Hubo un silencio cuando el señor Galán apareció ante el grupo con el bastón en su mano y una cara que mostraba el disgusto que le causaba lo sucedido. Se detuvo frente al gallo, lo miró por unos segundos, clavó luego su mirada en mi rostro por otros cuantos, e inclinó torpemente el cuerpo y tomó al animal por una pata. Y, sin decir una palabra, dio la espalda y con él en una mano y apoyando sus pasos en el bastón que llevaba en la otra, se fue a su casa.

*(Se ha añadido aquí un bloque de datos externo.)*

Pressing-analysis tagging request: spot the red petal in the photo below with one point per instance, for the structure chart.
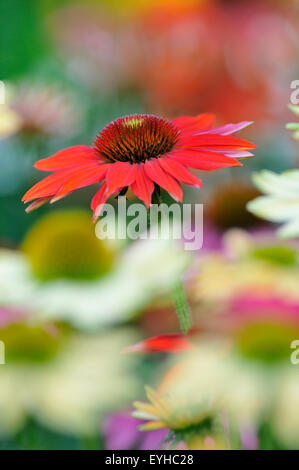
(202, 160)
(82, 178)
(202, 122)
(178, 171)
(217, 142)
(98, 201)
(36, 204)
(143, 186)
(120, 175)
(174, 343)
(73, 178)
(46, 187)
(71, 156)
(163, 179)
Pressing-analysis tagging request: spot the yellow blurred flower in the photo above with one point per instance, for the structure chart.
(66, 273)
(10, 121)
(66, 380)
(244, 267)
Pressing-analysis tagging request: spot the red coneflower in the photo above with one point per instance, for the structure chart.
(144, 152)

Yo, que no le habia quitado los ojos de encima, me dije que lo mejor que podía hacer, una vez calmados los ánimos, era ir a verlo, pedirle excusas por lo sucedido y pagarle el gallo.
Y en efecto, en la mañana del día siguiente yo fui a casa del señor Galán y toqué varias veces a la puerta, pero nadie me atendió. Parecía como si no hubiera un alma en ella, pues ni el ruido del barrido de una escoba se oía. Así que me retiré preguntándome si no sería que él había dicho a su familia que no me atendiera, que ¿qué tanto podía haberle enojado el que mi perro le matara un gallo que me habia agarrado a espuelas en la puerta de mi propia casa, máxime si el me conocía y por ello sabía que yo estaría dispuesto a pagárselo?

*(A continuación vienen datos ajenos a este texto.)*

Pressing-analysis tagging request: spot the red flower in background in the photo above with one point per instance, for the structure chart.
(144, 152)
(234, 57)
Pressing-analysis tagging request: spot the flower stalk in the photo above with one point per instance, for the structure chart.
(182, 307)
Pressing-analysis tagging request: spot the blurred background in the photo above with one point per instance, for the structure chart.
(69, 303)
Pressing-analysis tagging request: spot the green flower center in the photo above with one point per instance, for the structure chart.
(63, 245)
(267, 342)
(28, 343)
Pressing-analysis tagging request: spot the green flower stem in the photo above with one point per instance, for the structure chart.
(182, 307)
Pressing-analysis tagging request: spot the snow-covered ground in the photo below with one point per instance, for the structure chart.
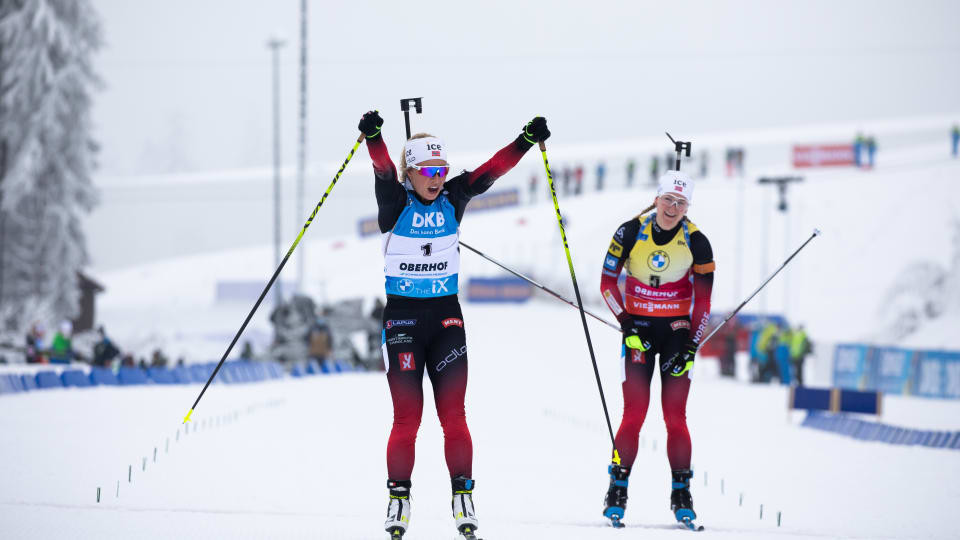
(877, 225)
(305, 458)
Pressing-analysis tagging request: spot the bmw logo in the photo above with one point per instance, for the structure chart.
(658, 261)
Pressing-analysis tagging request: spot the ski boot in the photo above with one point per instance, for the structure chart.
(681, 502)
(398, 510)
(615, 503)
(462, 506)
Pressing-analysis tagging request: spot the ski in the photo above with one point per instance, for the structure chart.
(616, 523)
(687, 523)
(466, 533)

Los días comenzaron a pasar, y yo, preocupado por no ver al señor Galán, comencé a preguntar por él a cuanto vecino veía en el pueblo, y, al ver que nadie me daba razón, pensé que lo mejor era volver a su casa. Talvez – me decía ese día - si le ofrecía un puerco de unas treinta libras en pie, como pago de lo acontecido con su gallo, él podría cambiar aquella posición tan drástica para conmigo. Así que me dirigí a ella y toqué una y otra vez a la puerta durante unos minutos, y, al ver que nadie respondía, toqué con mayor fuerza varias veces.

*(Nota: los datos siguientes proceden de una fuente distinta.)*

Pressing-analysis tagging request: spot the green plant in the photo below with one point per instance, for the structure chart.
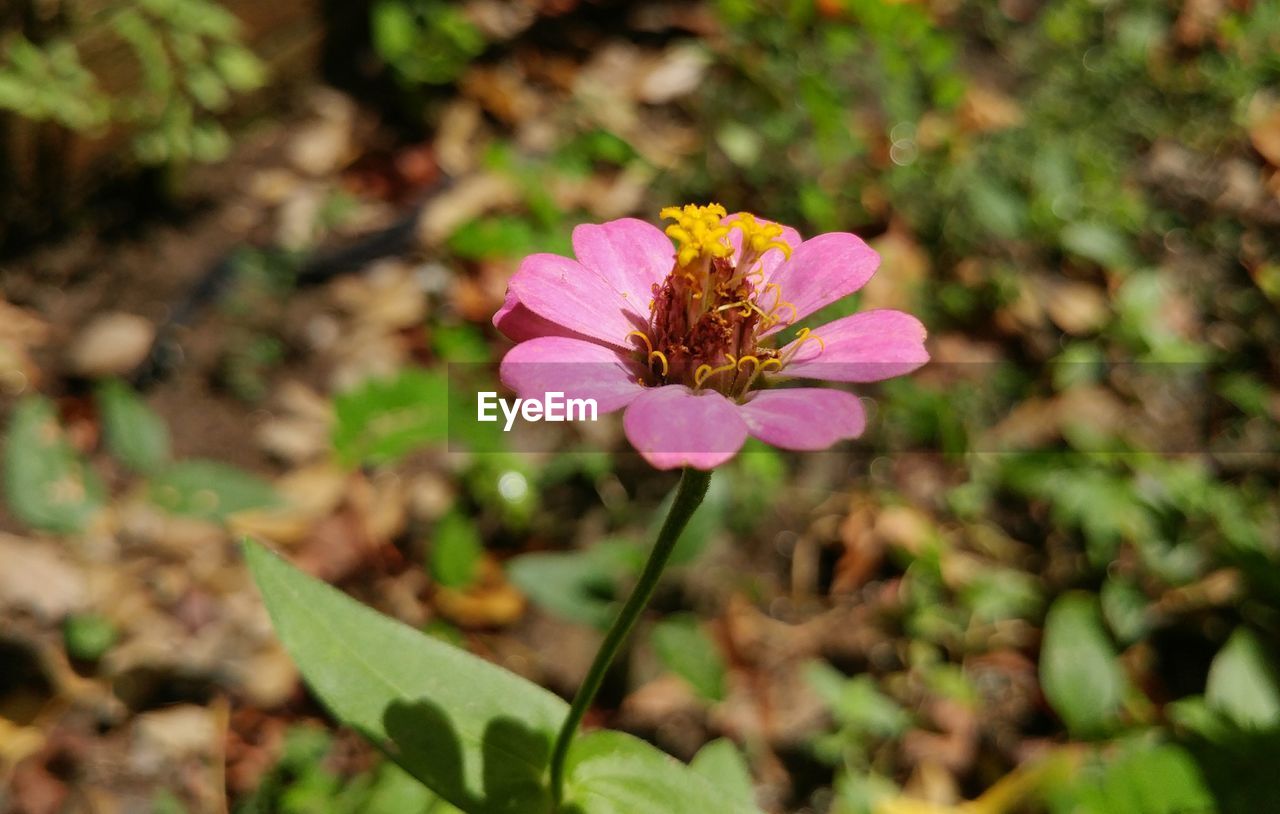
(191, 64)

Unos toc, toc, toc, parecidos a los toques de un bastón contra el piso, se oyeron entonces –. Es él -, me dije.
El ruido del cerrojo de la puerta se oyó entonces y seguidamente esta comenzó a abrirse, dejando ver el rostro del señor Galán. Tenía un gesto de pocos amigos y unos ojos hondos y enrojecidos, como los de alguien que no ha podido dormir durante varios dias.
Me dije que era el momento de arreglar las cosas. Así que armé como pude una sonrisa en mis labios y le pregunté que cómo estaba, que si me permitía pasar a la sala. No me contestó una Palabra.
- Señor Galán, por favor -, le dije -, he venido con la intención de charlar con usted. Talvez podamos entendernos.
Siguió mirándome con sus ojos enrojecidos, sin contestarme.
- ¿Cómo le parece si le doy por el gallo uno de mis puercos? – le pregunté.
Tampoco me contestó. Parecía que no estuviese oyendo mis palabras, o no le interesaran.
- Podríamos, incluso, festejar el trato comiéndonos uno de mis pollos. ¿Qué tal el rojo, de alas negras? El que usted hace unos días me dijo que si fuese suyo lo habría echado con dos papas a la olla hacía rato -. Le dije.
Cerró la puerta de un tirón y acto seguido comenzaron a oírse los toc, toc, toc, de un bastón que se alejaba.
Nada podía yo hacer. La vida continuaría como si nada hubiese pasado -, me decía mientras volvía a casa.